Consult with your doctor if dTMS is right for you

 

Who can Diagnose Depression?

Different states and countries define which mental health professionals are allowed to diagnose major depressive disorder according to their own parameters. However, a general consensus is that psychiatrists possess the knowhow and professional status to legally be permitted to diagnose depression. Many countries also list licensed psychologists among those allowed to diagnose this and other mental health conditions. Such professionals often offer depression treatments, as well as the possibility of a diagnosis.

How to Treat Depression

Following an initial diagnosis of depression, patients often seek out mental health professionals who can offer them a viable treatment option for their condition. In addition to first-line treatments such as psychopharmacology and psychodynamic therapy, the more recently developed transcranial magnetic stimulation (TMS), has been gaining recognition among mental health professionals.

TMS: Quick Overview

Transcranial magnetic stimulation was first developed in 1985 as a medical device treatment option for various mental health conditions. The treatment utilizes electromagnetic fields to safely and effectively regulate the neural activity of brain structures found to be associated with the condition targeted. With depression, one of these structures is the bilateral prefrontal cortex.

TMS is an FDA-cleared, non-invasive treatment, and as such does not require anesthesia, an extended recovery period, or a chaperon to and from each session. It generally does not cause any long-lasting or significant side effects, with the most common one being a passing headache during initial sessions.

Due to its non-invasive nature, TMS can be incorporated with other treatments for depression, including medication, to increase their overall efficacy.

There are currently two kinds of TMS treatments available on the market: traditional TMS and Deep TMS:

Traditional TMS has been FDA-cleared since 2008 to treat depression. It uses a handheld device that focuses on a relatively small area of the brain. As a result, traditional TMS can encounter targeting issues, with treatment sessions sometimes missing the sought-after structure. To avoid this, some traditional TMS providers incorporate neuronavigational equipment into treatment sessions, to better identify and reach the targeted area.

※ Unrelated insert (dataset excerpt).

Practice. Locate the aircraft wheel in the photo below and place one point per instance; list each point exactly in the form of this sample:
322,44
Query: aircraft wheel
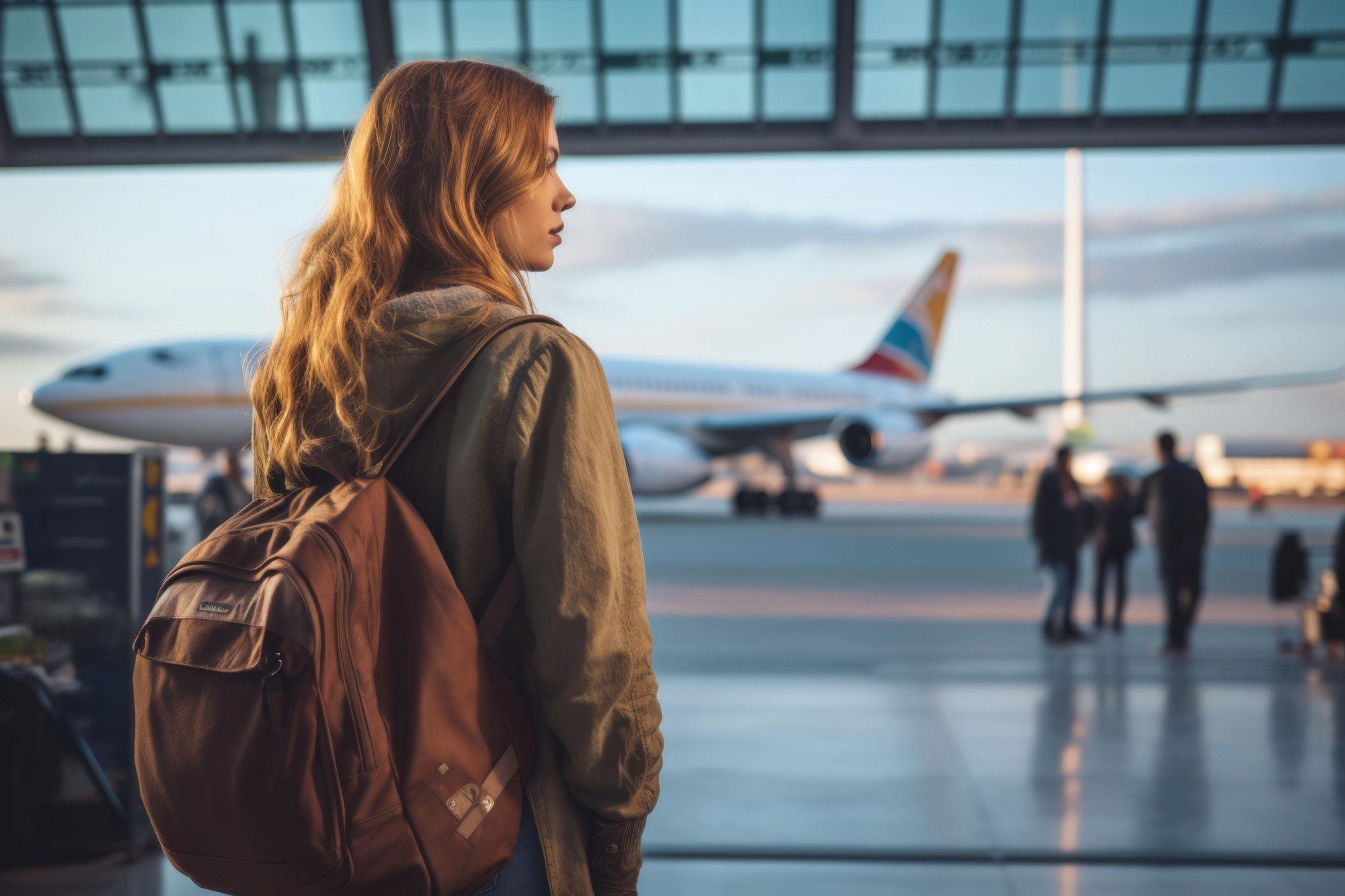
750,502
798,503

Deep TMS has been FDA-cleared to treat depression since 2013. It utilizes its own patented H-Coil technology, which is held inside a cushioned helmet. The helmet is fitted onto the patient’s head, allowing the projected electromagnetic pulses to simultaneously reach wider areas of the brain. At the same time these pulses are directly regulating the neural activity of brain structures located within the brain’s deeper regions. This in turn helps it avoid the targeting issues raised with traditional TMS, while maintaining a high safety standard that does not induce significant side effects.

How does TMS Help Treat Depression?

TMS has been shown to specifically alleviate symptoms of depression. The benefits of this treatment are expressed in two central ways:

Symptom Severity: The overwhelming and debilitating severity of major depression symptoms have repeatedly been shown to decrease following TMS treatment.

Symptom Duration: The pervasive nature of depressive symptoms, which can gradually erode the individual’s sense of well-being, has also been shown to be mitigated due to TMS treatment.

Other Conditions TMS can Treat

In addition to treating depression, TMS has been recognized for its ability to offer symptom relief of other mental health and neurological conditions. While traditional TMS has been FDA-cleared to treat migraine headaches and obsessive-compulsive disorder (OCD), Deep TMS has been FDA-cleared to treat OCD and smoking cessation. Deep TMS has additionally been CE-marked in Europe to treat a number of other conditions.